Yankees could target this underrated infielder at the deadline

Yankees could target this underrated infielder at the deadline

Stephen Brashear-USA TODAY Sports

Every season we see the New York Yankees heavily involved in conversations in the summertime as they’re usually in a contention window. This year, the case will look to remain the same as it was in 2021 and 2022, with this team currently in first place in the American League East. At 28-15, they’re in good standing to make the postseason after missing it entirely in 2023, but their weakest position thus far has been their infield. Anthony Volpe and Anthony Rizzo have been good at shortstop and first base, but Gleyber Torres’ early-season struggles and the uncertainty at third base loom large.

Looking at some projected sellers across the league, the Oakland Athletics are a pretty obvious candidate, and Abraham Toro could be a perfect pickup for the Yankees.

Abraham Toro Could Give the Yankees Infield a Jolt

MLB: Spring Training-Oakland Athletics at Arizona Diamondbacks
Mar 11, 2024; Salt River Pima-Maricopa, Arizona, USA; Oakland Athletics third baseman Abraham Toro (31) throws the ball to first base for an out against the Arizona Diamondbacks in the second inning at Salt River Fields at Talking Stick. Mandatory Credit: Rick Scuteri-USA TODAY Sports

One of the biggest surprises that hasn’t been discussed across the league is the progression of Abraham Toro, who was a promising infield prospect with the Houston Astros before being traded to the Seattle Mariners. Things didn’t go well in either destination, and a small stint with the Brewers would result in a few MLB at-bats before he’d find himself on a new team once more. This season we’re seeing massive improvements in quality of contact, as Toro is generating more ideal launch angles with better damage on contact.

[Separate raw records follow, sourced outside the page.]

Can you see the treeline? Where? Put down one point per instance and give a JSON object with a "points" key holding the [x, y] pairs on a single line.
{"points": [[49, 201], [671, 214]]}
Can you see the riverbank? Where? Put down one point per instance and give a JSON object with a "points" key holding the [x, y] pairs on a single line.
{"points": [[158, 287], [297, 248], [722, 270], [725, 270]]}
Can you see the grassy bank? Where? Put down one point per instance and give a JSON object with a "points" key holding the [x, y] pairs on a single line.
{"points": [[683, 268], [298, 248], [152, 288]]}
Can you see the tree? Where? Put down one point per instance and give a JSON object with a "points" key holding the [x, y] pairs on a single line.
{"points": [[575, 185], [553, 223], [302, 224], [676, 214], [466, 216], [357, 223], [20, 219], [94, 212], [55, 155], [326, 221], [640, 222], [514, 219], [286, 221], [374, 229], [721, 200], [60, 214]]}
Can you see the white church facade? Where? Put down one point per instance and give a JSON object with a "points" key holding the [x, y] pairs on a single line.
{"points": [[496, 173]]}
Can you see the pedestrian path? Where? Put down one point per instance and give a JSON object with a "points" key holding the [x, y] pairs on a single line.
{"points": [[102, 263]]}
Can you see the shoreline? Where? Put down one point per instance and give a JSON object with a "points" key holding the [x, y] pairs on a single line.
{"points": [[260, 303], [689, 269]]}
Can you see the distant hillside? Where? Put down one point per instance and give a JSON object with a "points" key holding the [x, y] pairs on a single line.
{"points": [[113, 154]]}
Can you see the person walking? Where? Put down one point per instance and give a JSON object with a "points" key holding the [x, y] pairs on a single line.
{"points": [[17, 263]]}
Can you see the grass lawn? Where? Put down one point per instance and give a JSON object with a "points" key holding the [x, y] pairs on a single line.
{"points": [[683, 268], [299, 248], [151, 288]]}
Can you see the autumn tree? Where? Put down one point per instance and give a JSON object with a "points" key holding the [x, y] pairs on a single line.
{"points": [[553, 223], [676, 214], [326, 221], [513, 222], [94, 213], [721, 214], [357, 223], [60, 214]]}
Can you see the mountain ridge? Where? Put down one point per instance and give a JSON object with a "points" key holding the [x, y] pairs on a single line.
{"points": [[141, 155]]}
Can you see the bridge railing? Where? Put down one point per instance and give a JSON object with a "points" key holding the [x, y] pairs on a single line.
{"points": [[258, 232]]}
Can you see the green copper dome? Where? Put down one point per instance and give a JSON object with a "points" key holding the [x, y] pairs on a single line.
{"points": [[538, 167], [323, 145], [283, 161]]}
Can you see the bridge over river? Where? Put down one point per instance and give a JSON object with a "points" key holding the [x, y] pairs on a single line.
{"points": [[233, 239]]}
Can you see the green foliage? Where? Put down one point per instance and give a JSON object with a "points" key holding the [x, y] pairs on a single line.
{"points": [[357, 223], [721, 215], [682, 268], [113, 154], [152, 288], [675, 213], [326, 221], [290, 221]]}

Toro ranks in the 94th Percentile in Sweet Spot% (43.6%) while having an above-average .377 xwOBACON (Expected Weighted On-Base Average on Contact) which attempts to measure how well you impact the baseball. Paired with an 80th Percentile Whiff Rate (18.2%) and 55th Percentile SEAGER score, you have a hitter who is above average in a variety of important metrics. The results speak for themselves, sporting a 135 wRC+ and .800 OPS through his first 41 games.

It may seem like I’m suggesting the Yankees find Gleyber Torres’ replacement for 2024, but I still think he has a chance to find it.

MLB: New York Yankees at Baltimore Orioles, gleyber torres
Credit: Tommy Gilligan-USA TODAY Sports

Instead, this is a chance for the Yankees to find a stable option in the infield who can then move over to second base when Gleyber Torres becomes a free agent. The Athletics currently have team control over Toro through the 2026 season, and he’s only 27 years old. While his offensive skillset never clicked before this season, he’s always had the talent and tools to become a quality MLB contributor at the Major League level.

Defensively, Abraham Toro is better at third base than second base historically, but he profiles as an average option at both positions. He ranks in the 70th Percentile in Sprint Speed, so there’s plenty of mobility in his profile that can make him a nice weapon on the bases if there is a stolen base opportunity. Still in year one of arbitration, Toro is set to make $1.3 million in 2024, which means his Luxury Tax hit wouldn’t be as massive as other potential additions at the deadline, keeping the team flexible enough to add more pieces.

As a switch-hitter he can help the Yankees in matchups against lefties and righties, profiling well at Yankee Stadium given his ability to pull the ball in the air.

There’s a chance that Abraham Toro can sustain being a strong hitter in the infield, providing a versatile punch to their lineup at positions of need. With his lack of consistency before 2024, his trade value shouldn’t be enormous, but he is still worth a good bit on the market given the fact that he has 2.5 years of control. If the Yankees wanted to make this kind of trade, I think a deal centered around right-hander Clayton Beeter would make sense, given his uncertain command while having a strong arsenal.

Pairing him with a position player like Benjamin Cowles, who has a 161 wRC+ in Double-A and is Rule-5 eligible at the end of the season, could give the Oakland Athletics two cost-controlled players who should be MLB-ready by the time 2025 rolls around. Perhaps it’s a light package, but we won’t get a good idea of what Abraham Toro’s value is until we get closer to the deadline where his stats will likely regress from this point in time. The question is just how far his OPS will fall, but right now, he’s looking like the exact kind of infield bat this team could use.